Another question lol

Sorry to bother you people but i have another question i got to ask if i have done it right, this time is integration by substitution:

integrate 1 / (3x+5) to the power of 4 dx

u = 3x + 5
du/dx = 3
dx = du / 3

integrate 1 / (u to the power of 4) (du / 3)
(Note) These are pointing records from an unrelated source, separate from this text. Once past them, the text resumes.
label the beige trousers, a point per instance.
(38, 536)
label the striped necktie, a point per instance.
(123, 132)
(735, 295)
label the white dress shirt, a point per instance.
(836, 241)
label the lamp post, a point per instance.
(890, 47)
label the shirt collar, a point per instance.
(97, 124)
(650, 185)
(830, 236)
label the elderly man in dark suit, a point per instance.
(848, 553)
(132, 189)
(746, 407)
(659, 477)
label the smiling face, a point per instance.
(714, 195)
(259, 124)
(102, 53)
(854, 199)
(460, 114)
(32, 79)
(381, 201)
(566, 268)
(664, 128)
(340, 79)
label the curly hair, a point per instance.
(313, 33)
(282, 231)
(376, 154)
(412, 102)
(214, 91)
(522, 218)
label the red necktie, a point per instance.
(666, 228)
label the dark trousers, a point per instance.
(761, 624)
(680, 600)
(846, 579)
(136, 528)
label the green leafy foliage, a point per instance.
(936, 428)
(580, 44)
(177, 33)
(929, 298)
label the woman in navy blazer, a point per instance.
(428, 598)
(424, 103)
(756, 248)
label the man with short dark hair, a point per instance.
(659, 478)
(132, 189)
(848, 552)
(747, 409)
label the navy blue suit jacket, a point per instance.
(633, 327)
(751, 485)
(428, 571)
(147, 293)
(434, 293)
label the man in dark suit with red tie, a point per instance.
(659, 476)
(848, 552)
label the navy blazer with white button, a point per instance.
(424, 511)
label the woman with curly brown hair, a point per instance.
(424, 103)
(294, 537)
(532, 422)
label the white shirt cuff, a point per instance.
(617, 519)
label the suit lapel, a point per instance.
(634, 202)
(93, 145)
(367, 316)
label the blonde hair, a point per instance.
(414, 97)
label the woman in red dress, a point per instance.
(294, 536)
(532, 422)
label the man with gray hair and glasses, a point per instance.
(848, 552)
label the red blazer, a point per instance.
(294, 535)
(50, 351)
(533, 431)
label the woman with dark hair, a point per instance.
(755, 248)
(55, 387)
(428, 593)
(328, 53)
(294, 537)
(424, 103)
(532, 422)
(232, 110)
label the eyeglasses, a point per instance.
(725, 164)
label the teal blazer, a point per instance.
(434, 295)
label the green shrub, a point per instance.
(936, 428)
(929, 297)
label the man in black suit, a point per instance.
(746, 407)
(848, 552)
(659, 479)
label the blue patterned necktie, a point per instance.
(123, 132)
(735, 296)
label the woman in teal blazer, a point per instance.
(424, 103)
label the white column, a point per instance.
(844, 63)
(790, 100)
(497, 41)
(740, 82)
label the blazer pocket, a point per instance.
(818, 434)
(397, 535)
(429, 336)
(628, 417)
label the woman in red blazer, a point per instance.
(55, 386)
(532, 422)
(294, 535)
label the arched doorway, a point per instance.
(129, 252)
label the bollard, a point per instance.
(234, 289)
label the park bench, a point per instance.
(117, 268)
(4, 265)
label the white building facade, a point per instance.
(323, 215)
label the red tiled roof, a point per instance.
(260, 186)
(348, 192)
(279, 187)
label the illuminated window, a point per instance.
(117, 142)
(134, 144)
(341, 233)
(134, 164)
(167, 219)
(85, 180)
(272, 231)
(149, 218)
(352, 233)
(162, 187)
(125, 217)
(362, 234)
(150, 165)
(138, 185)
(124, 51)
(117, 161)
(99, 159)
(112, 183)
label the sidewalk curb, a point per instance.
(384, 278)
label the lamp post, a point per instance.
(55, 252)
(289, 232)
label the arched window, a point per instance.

1/3 integrate 1 / u to the power of 4 du

1/3 integrate u to the power of -4 du

1/3 integrate u to the power of -3 / u to the power of -3 + C

-1/9 1 / u to the power of 3 + C

-1/9 1 / (3x + 5) to the power of 4 + C

Is this right ?

Thanks

 

[steven187]

hello Tino

Oh your not bothering us, no need to apologise we are here to help each other and we are happy to have you as part of our forum :) now let us look at your question

steven

 

[Tino]

Thanks

Thanks, sorry i will learn to type in different format next time so it will be easier for all of you to read and understand.

 

[steven187]

this is how i would do it

integrate 1/(3x+5)^4 dx
let u = 3x+5
du/dx=3
du=du/3
dx=du/3 now substitute this and u = 3x+5 into the integration question to get
1/3 integrate 1/u^4 du
1/3*-1/3*1/u^3+C=-1/9*1/(3x+5)^3+C=-1/9(3x+5)^3+C
watch very carefully how i have done it

steven

 

[cronxeh]

\int \frac{1}{(3x+5)^4} dx = \frac{-1}{9(3x+5)^3}

 

[Tino]

Thanks for helping !

But was my answer totally wrong -\frac{1}{9} \frac{1}{(3x+5)^3} + C ?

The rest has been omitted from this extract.